I'd rather be slightly overweight with greasy skin and be able to indulge in eating the odd steak, a bowl of noodles and a pizza than super healthy and be relying on dried kale as a treat!
But each to their own and I respect your choice....
http://winningtheobesitybattle.wordpress.com
http://www.youtube.com/user/growingyourgreens
We've been juicing apples from our tree adding just a touch of ginger; go raw one day at a time :-)
Take that word MILD seriously !
I tried green smoothies with some not so mild greens and yuk, what a waste of my mangos, banannas and other fruit.
Even the mild greens will change the taste a little, but at least it won't be unbearable.
You just told the world how to remit their cancer and blood pressure.
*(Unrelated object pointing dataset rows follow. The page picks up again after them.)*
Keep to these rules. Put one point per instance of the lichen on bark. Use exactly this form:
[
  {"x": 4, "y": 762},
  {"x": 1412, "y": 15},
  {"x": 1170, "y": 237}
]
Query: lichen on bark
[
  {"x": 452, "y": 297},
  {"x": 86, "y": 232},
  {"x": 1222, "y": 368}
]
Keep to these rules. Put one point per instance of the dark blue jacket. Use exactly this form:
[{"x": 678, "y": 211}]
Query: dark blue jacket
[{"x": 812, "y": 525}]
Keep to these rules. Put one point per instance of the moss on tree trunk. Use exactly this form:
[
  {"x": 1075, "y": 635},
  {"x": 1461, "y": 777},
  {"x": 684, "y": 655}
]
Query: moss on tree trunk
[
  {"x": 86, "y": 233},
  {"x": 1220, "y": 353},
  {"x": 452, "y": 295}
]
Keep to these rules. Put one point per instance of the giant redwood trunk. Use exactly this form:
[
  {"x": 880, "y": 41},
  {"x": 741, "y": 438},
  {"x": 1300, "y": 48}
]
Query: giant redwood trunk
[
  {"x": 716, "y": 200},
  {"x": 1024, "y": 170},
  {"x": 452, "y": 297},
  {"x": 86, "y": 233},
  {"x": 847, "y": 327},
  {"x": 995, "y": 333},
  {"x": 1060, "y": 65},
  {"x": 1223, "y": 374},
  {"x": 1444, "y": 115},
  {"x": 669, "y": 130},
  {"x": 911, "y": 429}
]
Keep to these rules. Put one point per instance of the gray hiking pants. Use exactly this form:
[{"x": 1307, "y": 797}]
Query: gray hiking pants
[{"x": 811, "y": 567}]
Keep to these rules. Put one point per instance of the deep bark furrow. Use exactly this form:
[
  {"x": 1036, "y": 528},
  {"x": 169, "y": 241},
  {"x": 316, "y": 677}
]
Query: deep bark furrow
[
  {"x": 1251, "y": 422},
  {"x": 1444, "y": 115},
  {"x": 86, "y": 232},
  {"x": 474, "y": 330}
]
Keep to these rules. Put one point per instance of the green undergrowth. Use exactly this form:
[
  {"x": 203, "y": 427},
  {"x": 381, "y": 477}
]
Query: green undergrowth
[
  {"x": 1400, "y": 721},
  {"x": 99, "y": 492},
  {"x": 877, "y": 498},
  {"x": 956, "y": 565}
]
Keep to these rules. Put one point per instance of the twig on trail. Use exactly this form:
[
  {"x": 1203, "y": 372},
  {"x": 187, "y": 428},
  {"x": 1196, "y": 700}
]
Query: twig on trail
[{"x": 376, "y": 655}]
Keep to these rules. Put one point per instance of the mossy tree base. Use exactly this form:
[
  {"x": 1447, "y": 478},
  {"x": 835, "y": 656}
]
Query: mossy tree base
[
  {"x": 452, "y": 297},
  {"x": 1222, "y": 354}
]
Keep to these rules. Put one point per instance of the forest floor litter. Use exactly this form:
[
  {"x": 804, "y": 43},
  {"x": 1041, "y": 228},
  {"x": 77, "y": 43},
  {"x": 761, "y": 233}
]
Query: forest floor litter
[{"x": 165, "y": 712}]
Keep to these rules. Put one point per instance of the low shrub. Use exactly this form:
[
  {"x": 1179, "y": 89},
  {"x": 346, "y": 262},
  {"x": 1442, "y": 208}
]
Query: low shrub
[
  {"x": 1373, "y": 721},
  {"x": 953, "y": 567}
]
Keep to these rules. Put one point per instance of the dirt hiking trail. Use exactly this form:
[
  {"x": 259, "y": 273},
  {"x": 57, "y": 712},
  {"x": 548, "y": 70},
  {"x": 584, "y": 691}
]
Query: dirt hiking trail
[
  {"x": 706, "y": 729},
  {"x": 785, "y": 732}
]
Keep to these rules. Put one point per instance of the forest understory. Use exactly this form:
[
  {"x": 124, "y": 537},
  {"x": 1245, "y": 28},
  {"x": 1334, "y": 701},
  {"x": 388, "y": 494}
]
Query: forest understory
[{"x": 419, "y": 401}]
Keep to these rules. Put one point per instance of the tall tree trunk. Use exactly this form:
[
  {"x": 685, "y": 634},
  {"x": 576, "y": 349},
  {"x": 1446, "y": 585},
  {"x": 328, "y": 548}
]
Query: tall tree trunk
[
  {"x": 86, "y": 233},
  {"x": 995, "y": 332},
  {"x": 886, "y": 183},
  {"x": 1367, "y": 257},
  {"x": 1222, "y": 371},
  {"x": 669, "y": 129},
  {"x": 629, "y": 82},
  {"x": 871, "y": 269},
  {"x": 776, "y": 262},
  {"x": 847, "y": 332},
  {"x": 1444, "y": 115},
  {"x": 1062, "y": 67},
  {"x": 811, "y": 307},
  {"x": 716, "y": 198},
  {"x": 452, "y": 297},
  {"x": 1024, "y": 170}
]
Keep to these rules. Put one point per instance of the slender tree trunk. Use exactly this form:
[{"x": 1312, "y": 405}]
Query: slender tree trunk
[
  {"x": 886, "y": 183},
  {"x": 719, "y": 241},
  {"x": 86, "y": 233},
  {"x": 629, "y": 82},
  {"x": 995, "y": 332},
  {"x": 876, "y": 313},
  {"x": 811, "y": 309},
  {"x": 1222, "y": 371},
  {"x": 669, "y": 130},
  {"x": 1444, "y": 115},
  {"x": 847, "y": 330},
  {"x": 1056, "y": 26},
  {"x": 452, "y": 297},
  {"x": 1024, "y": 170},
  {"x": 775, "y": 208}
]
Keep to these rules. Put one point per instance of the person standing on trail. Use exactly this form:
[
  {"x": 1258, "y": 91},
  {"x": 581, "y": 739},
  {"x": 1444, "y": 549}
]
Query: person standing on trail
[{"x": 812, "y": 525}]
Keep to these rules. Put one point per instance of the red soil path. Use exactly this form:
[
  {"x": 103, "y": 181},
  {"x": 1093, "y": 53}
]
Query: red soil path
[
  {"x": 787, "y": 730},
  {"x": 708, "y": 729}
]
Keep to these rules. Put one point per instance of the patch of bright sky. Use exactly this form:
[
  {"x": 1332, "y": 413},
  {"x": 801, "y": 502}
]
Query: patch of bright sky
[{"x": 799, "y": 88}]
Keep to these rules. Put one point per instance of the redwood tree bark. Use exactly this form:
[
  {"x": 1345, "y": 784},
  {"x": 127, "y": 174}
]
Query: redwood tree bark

In one of the poems on my site (Google Elijah the NatureBoy), The Tree of Life, I've penned the words
"The tree of life and fountain of youth are man's dream
and are metaphors of raw vegetation, or so it seem."
In 34 years wandering, mainly by foot, and living so close to nature I'm called NatureBoy, there were times when eating raw was the only thing available to me. At 65 so many people tells me I look, bodily, in my forties. I'm a long way from being totally raw although it's my preferred diet.
The times when I was eating about 90% raw, my thinking cleared, energy soured, sweat became sweet and very little rest was needed while walking up to 50 miles a day, and sometimes more. Your experiences is a confirmation of mine so there is little I can add, but I do want encourage you to stick close to it, it is a medical insurance eliminator.
Since living this life, just by paying attention to the pains I've had a hairline fracture healed in less than 3 weeks, a snake bite eliminated from my body in about an hour and poison passed through me without making me sick. Therefore, there is a lots more to eating natural than just looks and weight loss.
It was done by just observing what was happening in my body, staying relaxed and allowing it to work its way through my body while not getting excited or worried. That is the "spiritual way" to self healing, being attentive to what is happening in the body without being concern for possible consequences.